The call-stack is held within the _stack variable. The _stack is statically allocated to MOOSE_MAX_STACK_SIZE and _current_position is used to point at the most recent node on the stack. When a PerfGuard tells the PerfStack about a new scope, the new scope is added a child to the PerfNode that is in the _current_position. _current_position is then incremented and the new PerfNode is put there. When a scope is removed by the PerfGuard the _current_position is simply decremented - with no other action being necessary.

In addition, the _execution_list is keeping a running list of every section that executes. This is utilized by PerfGraphLivePrint to print messages out that are multiple levels deep.

Printing

Some other capability the PerfGraph has is the ability to print formatted tables displaying the values held in the graph. These normally shouldn't be called directly, but instead should be accessed using a PerfGraphOutput output object.

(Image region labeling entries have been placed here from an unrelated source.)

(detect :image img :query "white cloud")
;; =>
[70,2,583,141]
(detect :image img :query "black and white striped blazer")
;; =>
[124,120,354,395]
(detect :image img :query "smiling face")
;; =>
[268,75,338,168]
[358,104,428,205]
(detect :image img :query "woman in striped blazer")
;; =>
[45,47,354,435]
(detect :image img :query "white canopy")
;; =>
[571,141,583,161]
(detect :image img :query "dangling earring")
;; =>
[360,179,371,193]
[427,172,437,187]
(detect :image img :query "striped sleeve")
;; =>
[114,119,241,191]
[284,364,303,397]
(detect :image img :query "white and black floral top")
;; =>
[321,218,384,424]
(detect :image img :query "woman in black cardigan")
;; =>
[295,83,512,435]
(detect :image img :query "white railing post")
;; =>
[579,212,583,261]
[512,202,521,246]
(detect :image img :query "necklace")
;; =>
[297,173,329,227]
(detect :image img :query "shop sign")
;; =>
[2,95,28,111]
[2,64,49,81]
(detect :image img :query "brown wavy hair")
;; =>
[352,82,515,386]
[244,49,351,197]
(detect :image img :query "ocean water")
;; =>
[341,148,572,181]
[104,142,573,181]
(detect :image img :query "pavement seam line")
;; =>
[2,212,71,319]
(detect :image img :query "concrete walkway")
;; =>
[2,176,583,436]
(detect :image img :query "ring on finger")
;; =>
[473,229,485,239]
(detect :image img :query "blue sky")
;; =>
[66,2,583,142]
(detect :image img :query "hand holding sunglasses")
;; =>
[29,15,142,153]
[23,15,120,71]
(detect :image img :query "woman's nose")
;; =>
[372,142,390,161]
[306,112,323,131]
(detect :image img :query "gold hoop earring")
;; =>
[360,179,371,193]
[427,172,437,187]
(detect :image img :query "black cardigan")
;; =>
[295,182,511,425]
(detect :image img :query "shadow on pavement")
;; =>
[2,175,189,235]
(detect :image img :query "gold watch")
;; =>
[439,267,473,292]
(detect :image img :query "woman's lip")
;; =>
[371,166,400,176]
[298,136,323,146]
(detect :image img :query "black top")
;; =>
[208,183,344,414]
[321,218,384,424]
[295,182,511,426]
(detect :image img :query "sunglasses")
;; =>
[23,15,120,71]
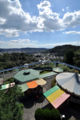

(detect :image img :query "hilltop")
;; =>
[49,45,80,56]
[0,48,47,54]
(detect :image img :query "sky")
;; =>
[0,0,80,48]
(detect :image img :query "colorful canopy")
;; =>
[26,81,38,88]
[56,72,80,96]
[53,67,63,73]
[0,78,4,85]
[44,86,70,108]
[35,79,47,85]
[18,84,28,92]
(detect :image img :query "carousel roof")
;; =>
[56,72,80,96]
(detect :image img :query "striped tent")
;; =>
[56,72,80,96]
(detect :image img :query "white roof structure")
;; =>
[56,72,80,96]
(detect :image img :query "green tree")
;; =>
[0,86,23,120]
[35,108,60,120]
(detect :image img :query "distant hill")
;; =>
[0,48,47,54]
[49,45,80,56]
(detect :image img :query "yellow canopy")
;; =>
[36,79,47,85]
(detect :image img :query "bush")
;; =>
[35,108,60,120]
[51,77,56,87]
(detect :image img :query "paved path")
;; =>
[23,76,54,120]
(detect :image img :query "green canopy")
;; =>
[14,69,39,82]
[18,83,28,92]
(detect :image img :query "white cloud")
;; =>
[0,0,80,37]
[66,6,69,11]
[62,8,65,12]
[54,40,80,46]
[64,31,80,35]
[63,11,80,28]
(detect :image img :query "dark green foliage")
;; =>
[0,86,23,120]
[64,50,74,65]
[35,109,60,120]
[0,53,36,70]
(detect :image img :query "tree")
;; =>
[0,86,23,120]
[35,108,60,120]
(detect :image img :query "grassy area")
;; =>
[40,70,51,75]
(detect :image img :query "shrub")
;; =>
[51,77,56,87]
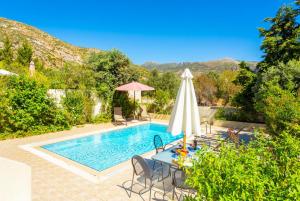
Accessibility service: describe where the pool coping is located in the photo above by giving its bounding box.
[19,121,179,184]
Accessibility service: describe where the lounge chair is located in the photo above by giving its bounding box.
[114,107,127,126]
[172,169,195,200]
[140,106,151,122]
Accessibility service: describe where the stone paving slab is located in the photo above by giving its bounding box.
[0,120,230,201]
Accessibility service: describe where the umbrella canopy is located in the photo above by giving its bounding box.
[168,68,201,136]
[116,82,154,91]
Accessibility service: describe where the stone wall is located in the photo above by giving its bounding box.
[0,157,31,201]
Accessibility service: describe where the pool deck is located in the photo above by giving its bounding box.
[0,120,231,201]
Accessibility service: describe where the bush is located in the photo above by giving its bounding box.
[0,76,69,138]
[112,92,139,118]
[149,89,171,114]
[186,132,300,201]
[256,85,300,137]
[215,108,264,123]
[63,91,85,125]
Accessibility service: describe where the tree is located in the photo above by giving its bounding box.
[233,61,257,113]
[0,37,14,64]
[217,70,241,105]
[258,4,300,70]
[0,76,69,133]
[87,49,137,113]
[17,41,33,66]
[185,133,300,201]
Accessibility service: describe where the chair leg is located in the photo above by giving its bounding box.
[149,180,152,201]
[129,172,134,197]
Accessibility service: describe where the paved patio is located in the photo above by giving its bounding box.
[0,120,232,201]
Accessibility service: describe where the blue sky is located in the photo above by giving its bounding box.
[0,0,293,64]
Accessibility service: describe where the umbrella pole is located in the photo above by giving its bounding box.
[183,131,186,151]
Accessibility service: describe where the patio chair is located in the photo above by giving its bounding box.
[129,155,165,200]
[172,169,194,200]
[153,135,166,153]
[114,107,127,126]
[140,105,151,122]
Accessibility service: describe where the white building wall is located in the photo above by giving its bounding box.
[0,157,31,201]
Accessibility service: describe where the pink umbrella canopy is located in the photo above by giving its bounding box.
[116,82,154,91]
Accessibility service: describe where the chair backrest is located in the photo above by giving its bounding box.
[153,135,165,153]
[114,107,123,119]
[131,155,153,178]
[172,169,187,188]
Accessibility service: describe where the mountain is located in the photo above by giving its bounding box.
[0,18,100,67]
[142,58,257,73]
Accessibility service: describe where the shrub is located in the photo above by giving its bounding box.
[112,92,139,118]
[215,108,263,123]
[186,132,300,201]
[0,76,69,138]
[63,91,85,125]
[256,85,300,137]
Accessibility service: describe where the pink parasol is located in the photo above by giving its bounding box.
[116,82,154,119]
[116,82,154,91]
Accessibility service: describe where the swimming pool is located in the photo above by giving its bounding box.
[42,123,183,171]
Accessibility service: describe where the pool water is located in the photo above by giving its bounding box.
[42,123,183,171]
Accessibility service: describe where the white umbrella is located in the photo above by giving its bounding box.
[168,68,201,149]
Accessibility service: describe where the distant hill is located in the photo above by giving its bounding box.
[0,18,100,67]
[142,58,257,73]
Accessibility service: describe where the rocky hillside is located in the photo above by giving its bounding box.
[0,18,100,67]
[142,58,256,72]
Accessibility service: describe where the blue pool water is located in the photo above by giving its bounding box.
[42,123,183,171]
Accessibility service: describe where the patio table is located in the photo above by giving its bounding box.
[151,145,200,166]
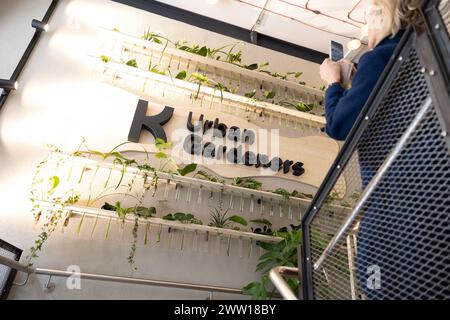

The print() method prints out an indented set of section names and shows their timing like so:


Performance Graph:
----------------------------------------------------------------------------------------------------------------------------------------------
|                  Section                 | Calls |   Self(s)  |   Avg(s)   |    %   | Mem(MB) |  Total(s)  |   Avg(s)   |    %   | Mem(MB) |
----------------------------------------------------------------------------------------------------------------------------------------------
| MooseTestApp (main)                      |     1 |      0.008 |      0.008 |   0.66 |       1 |      1.259 |      1.259 | 100.00 |      67 |
|   FEProblem::outputStep                  |     2 |      0.001 |      0.000 |   0.04 |       0 |      0.064 |      0.032 |   5.09 |       8 |
|   Steady::PicardSolve                    |     1 |      0.000 |      0.000 |   0.01 |       0 |      0.717 |      0.717 |  56.92 |      32 |
|     FEProblem::solve                     |     1 |      0.134 |      0.134 |  10.61 |      29 |      0.716 |      0.716 |  56.89 |      32 |
|       FEProblem::computeResidualInternal |    14 |      0.000 |      0.000 |   0.01 |       0 |      0.458 |      0.033 |  36.34 |       1 |
|       FEProblem::computeJacobianInternal |     2 |      0.000 |      0.000 |   0.00 |       0 |      0.125 |      0.062 |   9.91 |       2 |
|     FEProblem::outputStep                |     1 |      0.000 |      0.000 |   0.02 |       0 |      0.000 |      0.000 |   0.02 |       0 |
|   Steady::final                          |     1 |      0.000 |      0.000 |   0.00 |       0 |      0.000 |      0.000 |   0.02 |       0 |
|     FEProblem::outputStep                |     1 |      0.000 |      0.000 |   0.01 |       0 |      0.000 |      0.000 |   0.02 |       0 |
----------------------------------------------------------------------------------------------------------------------------------------------

Calls is the number of times that section was run. Self time is the time actually taken by the section while Children time is the cumulative time of all of the sub-sections below that section and Total is the sum of the two. The Avg and % columns represent the average and percent of the total run-time of the app for the number in the column to the left. Mem is the memory (in Megabytes) for the column to the left (Self or Total).

There are also two other ways to print information out about the graph using printHeaviestBranch() and printHeaviestSections(). These are described well over on the PerfGraphOutput page.